Infolettre – Hiver 2022

Volume 9, numéro 2

Éco Entreprises Québec se prépare à prendre en charge les contenants multicouches sous la nouvelle collecte sélective. Voici comment.

Le 24 octobre dernier, RECYQ-QUÉBEC, l’organisme gouvernemental d’encadrement du recyclage pour la province, a officiellement désigné Éco Entreprises Québec (ÉEQ) comme l’organisme de gestion (OGD) responsable d’administrer le nouveau système de collecte sélective pour le compte d’entreprises qui mettent sur le marché des emballages, des contenants et des imprimés. Cette désignation amorce donc la transition entre la collecte actuelle financée par ces entreprises, mais mise en œuvre par les municipalités et les centres de tri, et une collecte où les producteurs, par l’entremise d’ÉEQ, sont entièrement responsables de tous les aspects de la récupération et de la valorisation de leurs matières. Les producteurs se retrouveront ainsi avec ÉEQ au centre d’une nouvelle organisation du recyclage dans la province où des ententes de service formelles les lieront aux autres maillons de la chaine du recyclage que sont les municipalités, les centres de tri, les conditionneurs et les recycleurs. L’entrée en vigueur de ce nouvel arrangement est prévue pour 2025.

Les contenants multicouches (CMC), en tant que contenants recyclables, seront touchés par cette profonde transformation qui soulève naturellement plusieurs questions. Nous avons récemment parlé à ÉEQ pour mieux comprendre l’impact que ces changements auront sur leur recyclage et la façon dont l’organisme se prépare à les prendre en charge.

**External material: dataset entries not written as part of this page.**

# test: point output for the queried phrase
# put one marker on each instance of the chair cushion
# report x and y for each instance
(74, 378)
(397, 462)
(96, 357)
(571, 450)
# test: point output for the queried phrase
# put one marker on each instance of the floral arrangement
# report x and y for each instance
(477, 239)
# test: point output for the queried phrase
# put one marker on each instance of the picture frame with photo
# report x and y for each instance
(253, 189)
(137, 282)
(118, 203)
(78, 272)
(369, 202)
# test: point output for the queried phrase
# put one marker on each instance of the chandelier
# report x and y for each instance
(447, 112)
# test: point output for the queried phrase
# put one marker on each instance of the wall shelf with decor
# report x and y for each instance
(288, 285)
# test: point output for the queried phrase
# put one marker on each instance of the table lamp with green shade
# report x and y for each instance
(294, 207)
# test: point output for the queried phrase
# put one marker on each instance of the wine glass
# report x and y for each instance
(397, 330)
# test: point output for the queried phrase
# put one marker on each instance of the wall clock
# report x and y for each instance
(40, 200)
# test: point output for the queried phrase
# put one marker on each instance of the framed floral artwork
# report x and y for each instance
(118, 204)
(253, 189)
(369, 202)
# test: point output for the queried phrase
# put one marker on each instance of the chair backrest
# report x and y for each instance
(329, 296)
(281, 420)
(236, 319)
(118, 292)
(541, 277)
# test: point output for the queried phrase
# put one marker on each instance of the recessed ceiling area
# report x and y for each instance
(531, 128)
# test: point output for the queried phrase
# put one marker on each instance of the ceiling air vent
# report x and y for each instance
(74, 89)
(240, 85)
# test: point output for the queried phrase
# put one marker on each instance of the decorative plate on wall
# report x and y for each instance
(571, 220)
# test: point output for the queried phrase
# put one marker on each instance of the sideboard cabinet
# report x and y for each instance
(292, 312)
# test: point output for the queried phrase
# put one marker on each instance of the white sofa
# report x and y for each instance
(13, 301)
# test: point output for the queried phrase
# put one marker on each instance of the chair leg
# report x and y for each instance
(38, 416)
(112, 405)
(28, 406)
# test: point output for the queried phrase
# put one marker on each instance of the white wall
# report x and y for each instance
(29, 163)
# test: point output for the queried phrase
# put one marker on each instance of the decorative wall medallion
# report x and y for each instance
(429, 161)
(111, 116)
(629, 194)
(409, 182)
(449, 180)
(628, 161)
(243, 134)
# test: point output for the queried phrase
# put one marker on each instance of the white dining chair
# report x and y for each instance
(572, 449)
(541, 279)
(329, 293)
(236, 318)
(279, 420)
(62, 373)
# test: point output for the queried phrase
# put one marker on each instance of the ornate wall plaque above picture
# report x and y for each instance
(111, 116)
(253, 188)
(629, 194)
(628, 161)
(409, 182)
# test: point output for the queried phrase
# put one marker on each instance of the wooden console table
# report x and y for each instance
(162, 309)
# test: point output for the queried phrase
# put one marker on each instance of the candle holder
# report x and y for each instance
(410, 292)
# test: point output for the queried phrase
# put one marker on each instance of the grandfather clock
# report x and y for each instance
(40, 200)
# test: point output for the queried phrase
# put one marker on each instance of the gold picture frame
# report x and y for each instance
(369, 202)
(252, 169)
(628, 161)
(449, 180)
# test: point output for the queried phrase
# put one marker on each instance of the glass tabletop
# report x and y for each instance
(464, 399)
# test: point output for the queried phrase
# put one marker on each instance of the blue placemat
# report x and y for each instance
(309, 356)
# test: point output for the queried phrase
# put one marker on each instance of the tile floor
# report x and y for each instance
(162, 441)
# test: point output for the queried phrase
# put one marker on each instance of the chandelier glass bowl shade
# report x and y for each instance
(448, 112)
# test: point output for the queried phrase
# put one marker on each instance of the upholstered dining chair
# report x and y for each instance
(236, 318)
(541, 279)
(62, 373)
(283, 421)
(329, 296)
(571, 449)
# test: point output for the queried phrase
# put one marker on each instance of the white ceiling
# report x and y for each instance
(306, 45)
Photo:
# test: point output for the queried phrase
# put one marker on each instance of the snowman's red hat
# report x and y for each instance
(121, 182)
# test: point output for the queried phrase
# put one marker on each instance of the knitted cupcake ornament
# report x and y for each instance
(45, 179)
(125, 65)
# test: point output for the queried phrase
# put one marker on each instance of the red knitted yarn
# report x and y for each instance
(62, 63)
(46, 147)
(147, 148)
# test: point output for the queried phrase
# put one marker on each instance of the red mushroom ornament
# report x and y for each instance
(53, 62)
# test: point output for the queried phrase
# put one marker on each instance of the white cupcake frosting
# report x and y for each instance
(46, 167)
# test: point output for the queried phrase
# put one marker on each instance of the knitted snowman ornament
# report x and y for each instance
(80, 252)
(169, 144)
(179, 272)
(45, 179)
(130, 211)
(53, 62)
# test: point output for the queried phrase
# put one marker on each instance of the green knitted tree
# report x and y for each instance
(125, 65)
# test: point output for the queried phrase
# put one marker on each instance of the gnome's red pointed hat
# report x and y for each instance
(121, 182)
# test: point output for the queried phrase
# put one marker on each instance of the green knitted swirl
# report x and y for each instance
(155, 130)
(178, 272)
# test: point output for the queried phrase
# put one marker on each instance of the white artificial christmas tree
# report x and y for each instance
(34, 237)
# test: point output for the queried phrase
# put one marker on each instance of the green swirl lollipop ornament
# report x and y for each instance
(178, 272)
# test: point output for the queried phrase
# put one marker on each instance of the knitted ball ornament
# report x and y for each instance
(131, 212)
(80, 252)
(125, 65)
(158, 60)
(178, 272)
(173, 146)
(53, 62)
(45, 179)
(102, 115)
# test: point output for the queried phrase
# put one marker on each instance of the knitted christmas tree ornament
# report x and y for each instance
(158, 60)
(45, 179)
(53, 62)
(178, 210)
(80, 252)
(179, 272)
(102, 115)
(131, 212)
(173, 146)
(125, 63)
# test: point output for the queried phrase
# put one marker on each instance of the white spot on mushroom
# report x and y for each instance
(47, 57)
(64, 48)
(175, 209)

Aujourd’hui, l’ensemble des programmes de collecte sélective au Québec acceptent les contenants multicouches. D’entrée de jeu, nous avons pu confirmer que tous les CMC, qu’ils soient à pignon ou aseptiques, pour boissons ou pour aliments, et quel que soit leur format, continueront d’être acceptés partout au Québec sous le nouveau système. Et ce, même lorsque les contenants à pignon et aseptiques pour boissons — boites à boire incluses — feront leur entrée dans le programme de consignation au cours de l’année 2025. D’ailleurs, au même moment où RECYC-QUÉBEC annonçait la désignation d’ÉEQ pour la collecte sélective, elle annonçait celle de l’Association québécoise de récupération des contenants de boissons (AQRCB) pour la consigne.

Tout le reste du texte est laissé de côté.